Sales and service also had to adapt to new ways of doing things, leading to new and successful strategies the dealership plans to carry into the future.

“N3 Boatworks is a brand that has been developed and refined over the last 13 years,” Dougherty said. “Our vision of the N3 culture has challenged us time and again and has caused us to continually refine and develop as we grow.”

There’s always room to improve

Finding success is one thing, but continuing to look for improvement even after success, brings your dealership to that next level.

The 2020-year for Arkansas’ Futrell Marine was all about taking already proven strategies and platforms for the dealership and improving them to that next level.

To start, Futrell Marine took its extremely successful Virtual Boat Show launched in 2017 and revamped it with version 2.0 in 2020.

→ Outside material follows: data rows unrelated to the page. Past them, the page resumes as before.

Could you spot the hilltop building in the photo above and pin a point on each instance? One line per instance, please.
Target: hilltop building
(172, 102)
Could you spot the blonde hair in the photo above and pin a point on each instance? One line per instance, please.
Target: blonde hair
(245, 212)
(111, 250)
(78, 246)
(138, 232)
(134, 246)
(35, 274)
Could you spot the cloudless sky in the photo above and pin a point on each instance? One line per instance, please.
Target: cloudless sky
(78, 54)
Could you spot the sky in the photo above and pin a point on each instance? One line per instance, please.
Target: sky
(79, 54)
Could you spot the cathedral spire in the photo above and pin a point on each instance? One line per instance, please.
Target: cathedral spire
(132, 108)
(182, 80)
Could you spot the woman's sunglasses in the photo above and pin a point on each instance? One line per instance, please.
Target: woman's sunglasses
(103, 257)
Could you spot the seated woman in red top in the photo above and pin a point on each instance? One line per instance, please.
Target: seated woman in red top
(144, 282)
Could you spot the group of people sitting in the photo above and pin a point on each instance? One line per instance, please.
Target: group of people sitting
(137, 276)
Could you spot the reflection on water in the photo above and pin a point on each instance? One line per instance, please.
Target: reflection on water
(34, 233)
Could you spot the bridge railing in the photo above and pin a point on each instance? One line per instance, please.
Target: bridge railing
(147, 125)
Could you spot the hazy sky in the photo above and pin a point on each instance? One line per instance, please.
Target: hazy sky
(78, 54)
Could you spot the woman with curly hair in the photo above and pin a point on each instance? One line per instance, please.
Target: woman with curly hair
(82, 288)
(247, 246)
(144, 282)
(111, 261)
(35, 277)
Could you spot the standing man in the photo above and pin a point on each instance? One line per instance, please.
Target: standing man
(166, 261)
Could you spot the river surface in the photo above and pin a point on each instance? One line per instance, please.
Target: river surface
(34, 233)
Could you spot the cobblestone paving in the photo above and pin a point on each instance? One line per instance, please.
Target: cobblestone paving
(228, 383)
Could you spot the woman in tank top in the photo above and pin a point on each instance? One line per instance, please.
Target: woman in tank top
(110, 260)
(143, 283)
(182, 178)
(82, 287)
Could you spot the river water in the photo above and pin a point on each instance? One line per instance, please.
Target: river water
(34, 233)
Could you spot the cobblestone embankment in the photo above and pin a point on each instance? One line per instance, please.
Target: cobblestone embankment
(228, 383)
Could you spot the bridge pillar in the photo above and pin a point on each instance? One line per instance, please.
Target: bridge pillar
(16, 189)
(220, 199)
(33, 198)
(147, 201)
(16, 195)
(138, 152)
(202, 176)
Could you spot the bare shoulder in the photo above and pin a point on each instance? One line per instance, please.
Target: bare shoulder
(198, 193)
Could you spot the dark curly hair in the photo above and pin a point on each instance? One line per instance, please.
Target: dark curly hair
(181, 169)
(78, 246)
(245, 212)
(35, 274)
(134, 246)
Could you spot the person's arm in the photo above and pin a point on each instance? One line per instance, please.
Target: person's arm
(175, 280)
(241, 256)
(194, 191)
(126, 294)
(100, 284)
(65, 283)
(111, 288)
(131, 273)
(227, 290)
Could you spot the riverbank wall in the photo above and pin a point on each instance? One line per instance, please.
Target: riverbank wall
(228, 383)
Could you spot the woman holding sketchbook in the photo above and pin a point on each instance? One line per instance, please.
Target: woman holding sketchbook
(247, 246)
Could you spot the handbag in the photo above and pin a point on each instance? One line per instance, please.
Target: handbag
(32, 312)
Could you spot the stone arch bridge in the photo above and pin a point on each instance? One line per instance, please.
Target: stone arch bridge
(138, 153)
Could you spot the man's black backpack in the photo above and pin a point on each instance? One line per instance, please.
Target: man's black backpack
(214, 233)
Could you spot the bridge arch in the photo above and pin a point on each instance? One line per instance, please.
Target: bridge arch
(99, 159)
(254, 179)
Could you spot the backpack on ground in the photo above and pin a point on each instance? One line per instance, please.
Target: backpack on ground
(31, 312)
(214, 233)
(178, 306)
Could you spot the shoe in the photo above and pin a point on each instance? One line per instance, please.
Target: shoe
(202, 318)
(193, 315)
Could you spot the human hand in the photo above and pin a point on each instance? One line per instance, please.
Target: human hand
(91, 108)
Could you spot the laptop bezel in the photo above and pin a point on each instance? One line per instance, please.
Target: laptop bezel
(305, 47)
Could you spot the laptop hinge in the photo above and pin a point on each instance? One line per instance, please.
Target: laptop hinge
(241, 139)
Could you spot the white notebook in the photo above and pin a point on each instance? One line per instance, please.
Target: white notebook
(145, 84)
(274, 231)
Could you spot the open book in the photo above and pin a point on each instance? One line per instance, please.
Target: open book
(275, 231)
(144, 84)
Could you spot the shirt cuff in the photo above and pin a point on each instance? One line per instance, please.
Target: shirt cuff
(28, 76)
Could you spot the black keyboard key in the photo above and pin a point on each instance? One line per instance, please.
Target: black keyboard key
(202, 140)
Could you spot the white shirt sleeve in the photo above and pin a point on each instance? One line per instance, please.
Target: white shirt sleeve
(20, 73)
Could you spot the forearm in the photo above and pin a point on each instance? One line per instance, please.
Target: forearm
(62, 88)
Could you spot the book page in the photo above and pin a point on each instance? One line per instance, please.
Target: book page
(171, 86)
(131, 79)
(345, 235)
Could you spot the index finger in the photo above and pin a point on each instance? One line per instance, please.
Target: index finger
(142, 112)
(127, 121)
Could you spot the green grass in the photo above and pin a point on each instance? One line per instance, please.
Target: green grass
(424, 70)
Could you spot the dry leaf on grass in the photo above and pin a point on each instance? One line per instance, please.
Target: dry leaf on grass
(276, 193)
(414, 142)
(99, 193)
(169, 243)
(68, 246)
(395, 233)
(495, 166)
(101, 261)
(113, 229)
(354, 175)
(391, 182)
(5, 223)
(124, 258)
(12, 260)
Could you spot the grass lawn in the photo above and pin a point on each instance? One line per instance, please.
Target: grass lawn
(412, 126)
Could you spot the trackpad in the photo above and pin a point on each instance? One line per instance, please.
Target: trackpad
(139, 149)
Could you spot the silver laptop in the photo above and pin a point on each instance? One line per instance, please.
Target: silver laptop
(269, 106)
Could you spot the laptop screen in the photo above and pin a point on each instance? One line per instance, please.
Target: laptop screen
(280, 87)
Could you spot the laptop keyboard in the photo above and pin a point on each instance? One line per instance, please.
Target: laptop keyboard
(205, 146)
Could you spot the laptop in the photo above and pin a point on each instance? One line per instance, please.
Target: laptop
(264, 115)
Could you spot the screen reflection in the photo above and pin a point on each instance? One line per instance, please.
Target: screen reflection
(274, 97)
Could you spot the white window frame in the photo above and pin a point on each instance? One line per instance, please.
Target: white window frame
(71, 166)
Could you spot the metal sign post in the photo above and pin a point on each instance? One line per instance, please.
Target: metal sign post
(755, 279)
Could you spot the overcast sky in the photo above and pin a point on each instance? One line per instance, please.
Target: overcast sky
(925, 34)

“A significant amount of off-season time and effort was devoted to filming and producing walk-around and on-the-water videos of the 2021 model product,” Futrell Marine managing partner Rick Kesterson said. “The new-and-improved virtual show was a tremendous success, directly contributing 11 deals and almost $700k in revenue.”

With a strong online marketing strategy overall already in place, Kesterson and the Futrell team continued to take a look at what could still be improved on the front in 2020.

On the service side, Futrell took to improving its service report to provide a more concise presentation. With a top-to-bottom look at an already successful service business, Futrell found they could bring that success even further.

“The service report enables the team to be full agile, with the ability to cure issues in a timely manner, before they develop into a larger resource-draining problem,” Kesterson said. “The improvements we continued to make in 2020 have all been game changers.”

Be involved

Getting involved with not only your local boating community, but your community as a whole is one of the most simple ways to get your dealership’s name recognized and implanted in future customers’ heads.

With an 84-year history and three generations of family ownership, being involved in the local community is something near and dear to the team at Wisconsin-based Don’s Marine.

“Don’s Marine works to give back to the community,” owner Andrew Manke said. “These aren’t things we’re asked to do, they’re things
we’ve volunteered.”

By getting the dealership and staff involved in things like the Grade Boat Club, the community’s Memorial Day veterans program and much more, Don’s Marine has become a beacon in it’s local community.

While the pandemic put a halt of some of the regular events in the community Don’s Marine is a part of, the dealership still made it’s effort to get out in the area whenever possible and maintain its status as a contributing business to the community, all while getting the name of Don’s Marine in the minds of potential boat buyers. “We are not going to wait for the marine business to come to us,” Manke said. “We will be proactive and aggressive in bringing the marine business to us.”